それからもう1つは、高齢者の場合、よく転ぶ事があるんですね。家の絨毯の端にひっかかったり、コードをひっかけたり、スリッパを履こうとしてひっくり返ったり。その時に骨折する事がある。というのは、人工関節は固いですから、柔らかい骨の所に固いものが入っていると、そこで折れやすいという事があるわけなんですね」



 人工関節自体の耐久性は?


「耐久性は、何を使うか、どういう材料を選択するかによって変わりますが、私自身は、少なくとも30年以上、あるいは40年かも知れないと思います。耐久性はあると思いますね、今言いました他のトラブルがない限りは」



 手術した後の日常生活で制約はありますか?


「手術をすれば、周りの柔らかい組織が固まるまでに3ヶ月はかかるんですよね。ですから、
その間に、例えば転んだり、階段から落ちたり、あるいは筋力の弱い人が低い椅子に急に座ったりしますと脱臼する事があるんですよね。だから手術をしてから大体3ヶ月の間は、脱臼を起こさないような動作をしなければいけませんね。
ただ3ヶ月を過ぎれば、普通の人であれば、周りが固まっていますから、普通の生活はして良いと思っています。
それで、私自身は、患者さんには、『慣れたら、お遊び程度のゴルフとか、ママさんバレーとか、テニス位はしても良いですよ』と言っています。

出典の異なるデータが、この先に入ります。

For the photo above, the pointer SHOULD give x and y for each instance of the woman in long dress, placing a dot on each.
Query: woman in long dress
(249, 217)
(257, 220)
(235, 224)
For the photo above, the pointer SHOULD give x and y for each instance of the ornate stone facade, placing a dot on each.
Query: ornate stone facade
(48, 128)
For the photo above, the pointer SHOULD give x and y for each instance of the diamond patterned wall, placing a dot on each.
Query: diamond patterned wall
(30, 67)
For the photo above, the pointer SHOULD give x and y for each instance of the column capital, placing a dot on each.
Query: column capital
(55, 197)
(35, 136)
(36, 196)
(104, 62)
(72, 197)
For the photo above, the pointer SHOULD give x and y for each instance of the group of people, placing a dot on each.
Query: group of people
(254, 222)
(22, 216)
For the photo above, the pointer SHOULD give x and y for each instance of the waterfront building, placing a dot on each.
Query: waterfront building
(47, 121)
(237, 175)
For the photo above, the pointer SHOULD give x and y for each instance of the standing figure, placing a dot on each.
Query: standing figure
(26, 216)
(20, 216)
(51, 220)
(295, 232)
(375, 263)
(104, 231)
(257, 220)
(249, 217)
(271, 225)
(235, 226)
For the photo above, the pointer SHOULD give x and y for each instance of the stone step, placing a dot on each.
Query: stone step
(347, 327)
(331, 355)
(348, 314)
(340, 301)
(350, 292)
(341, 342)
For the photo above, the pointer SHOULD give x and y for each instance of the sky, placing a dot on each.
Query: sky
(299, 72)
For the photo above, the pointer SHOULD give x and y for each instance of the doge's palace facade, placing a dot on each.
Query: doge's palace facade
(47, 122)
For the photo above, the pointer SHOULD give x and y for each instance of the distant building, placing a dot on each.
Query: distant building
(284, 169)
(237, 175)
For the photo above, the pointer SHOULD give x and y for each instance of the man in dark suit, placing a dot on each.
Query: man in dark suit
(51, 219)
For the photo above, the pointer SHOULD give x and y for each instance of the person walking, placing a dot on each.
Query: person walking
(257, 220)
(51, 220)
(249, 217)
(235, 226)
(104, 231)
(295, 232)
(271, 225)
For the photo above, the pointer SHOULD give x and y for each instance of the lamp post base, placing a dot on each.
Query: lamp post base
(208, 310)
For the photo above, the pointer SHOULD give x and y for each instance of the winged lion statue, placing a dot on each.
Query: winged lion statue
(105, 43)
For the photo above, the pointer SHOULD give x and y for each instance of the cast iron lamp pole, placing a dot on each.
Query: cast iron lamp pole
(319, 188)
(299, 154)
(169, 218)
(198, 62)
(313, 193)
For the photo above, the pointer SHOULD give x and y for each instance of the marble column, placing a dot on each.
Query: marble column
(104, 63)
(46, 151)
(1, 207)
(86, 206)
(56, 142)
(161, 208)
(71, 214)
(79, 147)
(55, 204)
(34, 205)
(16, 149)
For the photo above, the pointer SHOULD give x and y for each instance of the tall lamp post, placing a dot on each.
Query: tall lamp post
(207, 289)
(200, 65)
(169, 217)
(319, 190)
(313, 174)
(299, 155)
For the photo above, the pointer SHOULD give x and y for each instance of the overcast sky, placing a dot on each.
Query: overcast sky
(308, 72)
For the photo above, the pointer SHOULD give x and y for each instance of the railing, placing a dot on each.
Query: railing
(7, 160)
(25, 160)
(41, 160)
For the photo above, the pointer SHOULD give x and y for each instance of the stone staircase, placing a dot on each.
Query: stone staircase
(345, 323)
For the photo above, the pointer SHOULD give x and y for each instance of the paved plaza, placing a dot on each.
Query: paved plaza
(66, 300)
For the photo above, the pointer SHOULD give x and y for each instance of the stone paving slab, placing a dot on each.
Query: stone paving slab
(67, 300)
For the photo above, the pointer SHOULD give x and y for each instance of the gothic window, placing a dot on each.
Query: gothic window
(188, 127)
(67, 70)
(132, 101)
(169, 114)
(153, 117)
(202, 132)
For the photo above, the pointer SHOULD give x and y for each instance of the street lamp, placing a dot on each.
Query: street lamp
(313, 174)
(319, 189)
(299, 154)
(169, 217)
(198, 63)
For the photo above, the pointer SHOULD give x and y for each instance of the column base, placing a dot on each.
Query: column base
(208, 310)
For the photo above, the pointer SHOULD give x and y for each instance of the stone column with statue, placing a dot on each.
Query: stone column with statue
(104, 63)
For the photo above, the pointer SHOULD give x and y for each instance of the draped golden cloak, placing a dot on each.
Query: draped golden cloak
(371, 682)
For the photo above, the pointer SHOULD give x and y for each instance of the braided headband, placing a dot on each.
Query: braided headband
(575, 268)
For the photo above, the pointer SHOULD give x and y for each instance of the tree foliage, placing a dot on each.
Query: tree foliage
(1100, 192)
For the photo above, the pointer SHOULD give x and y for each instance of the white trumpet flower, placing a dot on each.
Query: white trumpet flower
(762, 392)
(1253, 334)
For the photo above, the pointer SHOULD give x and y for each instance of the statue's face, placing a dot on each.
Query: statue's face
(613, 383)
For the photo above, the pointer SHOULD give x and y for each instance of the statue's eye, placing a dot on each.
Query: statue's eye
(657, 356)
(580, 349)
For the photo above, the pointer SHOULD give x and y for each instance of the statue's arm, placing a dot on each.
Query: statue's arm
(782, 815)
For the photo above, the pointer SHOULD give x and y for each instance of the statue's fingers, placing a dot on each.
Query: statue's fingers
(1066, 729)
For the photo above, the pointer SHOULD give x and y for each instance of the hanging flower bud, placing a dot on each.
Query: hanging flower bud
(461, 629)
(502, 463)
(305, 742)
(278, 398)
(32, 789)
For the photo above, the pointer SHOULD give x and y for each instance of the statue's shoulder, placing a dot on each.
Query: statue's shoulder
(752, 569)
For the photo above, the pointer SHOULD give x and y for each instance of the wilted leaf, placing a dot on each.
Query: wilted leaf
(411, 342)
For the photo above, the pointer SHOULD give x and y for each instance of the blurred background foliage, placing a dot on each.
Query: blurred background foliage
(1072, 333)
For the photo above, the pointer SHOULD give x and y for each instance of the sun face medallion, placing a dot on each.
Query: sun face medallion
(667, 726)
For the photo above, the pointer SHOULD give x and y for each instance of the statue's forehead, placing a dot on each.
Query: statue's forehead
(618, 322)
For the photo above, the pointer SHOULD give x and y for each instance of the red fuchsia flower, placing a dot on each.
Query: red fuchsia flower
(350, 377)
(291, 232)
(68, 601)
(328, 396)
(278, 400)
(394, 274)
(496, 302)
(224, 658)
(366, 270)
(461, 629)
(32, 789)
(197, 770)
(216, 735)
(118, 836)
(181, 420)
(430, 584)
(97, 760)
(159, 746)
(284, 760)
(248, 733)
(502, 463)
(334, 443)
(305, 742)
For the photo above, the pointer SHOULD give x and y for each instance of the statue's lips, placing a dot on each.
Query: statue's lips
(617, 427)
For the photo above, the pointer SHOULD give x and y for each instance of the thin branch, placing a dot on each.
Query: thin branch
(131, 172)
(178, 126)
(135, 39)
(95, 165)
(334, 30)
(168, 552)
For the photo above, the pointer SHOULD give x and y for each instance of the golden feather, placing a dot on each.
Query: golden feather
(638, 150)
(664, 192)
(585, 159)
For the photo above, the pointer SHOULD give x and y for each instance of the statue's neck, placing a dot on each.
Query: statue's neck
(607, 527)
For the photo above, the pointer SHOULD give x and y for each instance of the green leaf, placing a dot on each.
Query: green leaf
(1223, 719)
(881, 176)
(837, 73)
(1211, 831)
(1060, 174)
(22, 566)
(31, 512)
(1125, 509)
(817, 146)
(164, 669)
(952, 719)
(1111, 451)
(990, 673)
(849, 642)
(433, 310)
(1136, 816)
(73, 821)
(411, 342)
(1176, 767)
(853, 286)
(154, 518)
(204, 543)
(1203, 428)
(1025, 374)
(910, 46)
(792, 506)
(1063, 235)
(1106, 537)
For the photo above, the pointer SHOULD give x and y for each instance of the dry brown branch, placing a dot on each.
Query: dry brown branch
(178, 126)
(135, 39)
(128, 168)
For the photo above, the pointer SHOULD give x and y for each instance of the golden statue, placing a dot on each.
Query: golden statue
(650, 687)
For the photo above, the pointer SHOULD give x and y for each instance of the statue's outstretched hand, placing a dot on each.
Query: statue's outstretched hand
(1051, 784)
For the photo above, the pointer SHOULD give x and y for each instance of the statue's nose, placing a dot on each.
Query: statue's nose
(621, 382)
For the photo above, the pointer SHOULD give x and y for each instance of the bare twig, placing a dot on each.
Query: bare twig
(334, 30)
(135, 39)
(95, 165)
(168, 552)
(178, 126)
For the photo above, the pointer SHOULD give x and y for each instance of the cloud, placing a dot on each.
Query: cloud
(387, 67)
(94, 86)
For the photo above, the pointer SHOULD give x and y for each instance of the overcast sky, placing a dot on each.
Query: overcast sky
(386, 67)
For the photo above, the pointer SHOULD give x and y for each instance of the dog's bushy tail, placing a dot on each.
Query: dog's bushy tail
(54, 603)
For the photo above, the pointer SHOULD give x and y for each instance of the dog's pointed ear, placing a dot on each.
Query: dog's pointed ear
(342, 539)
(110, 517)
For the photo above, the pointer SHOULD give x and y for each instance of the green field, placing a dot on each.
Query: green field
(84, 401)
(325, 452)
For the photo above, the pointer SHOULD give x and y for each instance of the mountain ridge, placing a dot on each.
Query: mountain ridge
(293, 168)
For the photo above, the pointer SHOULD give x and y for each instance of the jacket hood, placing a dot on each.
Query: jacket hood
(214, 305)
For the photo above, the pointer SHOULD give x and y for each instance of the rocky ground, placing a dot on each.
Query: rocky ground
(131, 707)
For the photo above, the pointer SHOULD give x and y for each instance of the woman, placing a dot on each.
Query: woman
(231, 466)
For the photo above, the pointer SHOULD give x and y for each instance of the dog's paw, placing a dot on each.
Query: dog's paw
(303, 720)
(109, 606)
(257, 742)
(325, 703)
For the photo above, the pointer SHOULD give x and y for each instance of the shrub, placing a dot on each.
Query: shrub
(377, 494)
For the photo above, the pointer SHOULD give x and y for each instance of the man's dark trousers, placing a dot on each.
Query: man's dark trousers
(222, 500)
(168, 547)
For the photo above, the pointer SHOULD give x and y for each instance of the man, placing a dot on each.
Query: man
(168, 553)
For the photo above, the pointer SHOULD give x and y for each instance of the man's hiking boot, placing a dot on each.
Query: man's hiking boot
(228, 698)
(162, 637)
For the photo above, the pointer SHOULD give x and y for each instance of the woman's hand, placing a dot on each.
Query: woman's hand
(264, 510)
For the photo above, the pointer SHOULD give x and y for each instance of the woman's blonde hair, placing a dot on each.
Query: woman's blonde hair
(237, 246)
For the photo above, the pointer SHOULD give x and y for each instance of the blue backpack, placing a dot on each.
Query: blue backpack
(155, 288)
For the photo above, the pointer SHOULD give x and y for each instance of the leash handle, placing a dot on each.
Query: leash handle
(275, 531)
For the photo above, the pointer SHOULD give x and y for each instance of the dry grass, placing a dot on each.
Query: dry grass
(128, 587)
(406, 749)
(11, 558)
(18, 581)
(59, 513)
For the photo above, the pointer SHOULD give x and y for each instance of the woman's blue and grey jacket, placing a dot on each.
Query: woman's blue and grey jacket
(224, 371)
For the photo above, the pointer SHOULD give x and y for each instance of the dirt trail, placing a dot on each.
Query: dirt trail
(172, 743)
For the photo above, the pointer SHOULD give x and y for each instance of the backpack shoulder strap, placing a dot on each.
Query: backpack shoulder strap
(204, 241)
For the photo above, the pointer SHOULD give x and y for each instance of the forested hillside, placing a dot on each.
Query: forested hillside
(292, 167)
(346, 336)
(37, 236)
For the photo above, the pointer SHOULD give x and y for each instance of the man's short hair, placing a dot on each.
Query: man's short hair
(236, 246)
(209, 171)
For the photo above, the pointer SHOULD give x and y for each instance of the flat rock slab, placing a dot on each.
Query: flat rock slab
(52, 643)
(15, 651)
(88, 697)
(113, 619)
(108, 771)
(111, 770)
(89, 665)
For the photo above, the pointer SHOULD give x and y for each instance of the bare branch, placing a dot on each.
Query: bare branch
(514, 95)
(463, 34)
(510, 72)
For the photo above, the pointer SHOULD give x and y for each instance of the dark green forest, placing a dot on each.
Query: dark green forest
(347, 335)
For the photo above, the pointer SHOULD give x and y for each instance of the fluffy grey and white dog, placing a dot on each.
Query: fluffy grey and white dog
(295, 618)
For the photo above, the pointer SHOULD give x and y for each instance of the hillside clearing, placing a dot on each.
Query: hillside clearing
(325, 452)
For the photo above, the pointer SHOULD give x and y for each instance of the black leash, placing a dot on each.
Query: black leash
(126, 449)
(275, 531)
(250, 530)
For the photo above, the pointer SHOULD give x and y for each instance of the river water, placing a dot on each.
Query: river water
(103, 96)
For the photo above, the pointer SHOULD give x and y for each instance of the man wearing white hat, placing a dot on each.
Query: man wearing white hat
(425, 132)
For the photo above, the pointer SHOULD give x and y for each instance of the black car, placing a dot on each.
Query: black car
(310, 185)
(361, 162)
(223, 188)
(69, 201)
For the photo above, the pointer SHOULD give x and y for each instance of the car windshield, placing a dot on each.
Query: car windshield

ただし『主治医と良く相談した上でやってください』と。
それから、『どれ位のものを持って良いのか?』というのが、一番皆さん、心配する事なんですが、私自身は、家庭の生活で持つような重さはね、例えば20〜30キロの重さは瞬間的に持つのは当たり前ですから、『それくらい良いですよ』と言っています。仕事中ではどうかと問われれば、『大体10キロ以内であれば、毎日持っても良いですよ』、『時々持つなら、20〜30キロ位でも大丈夫ですよ』と答えています。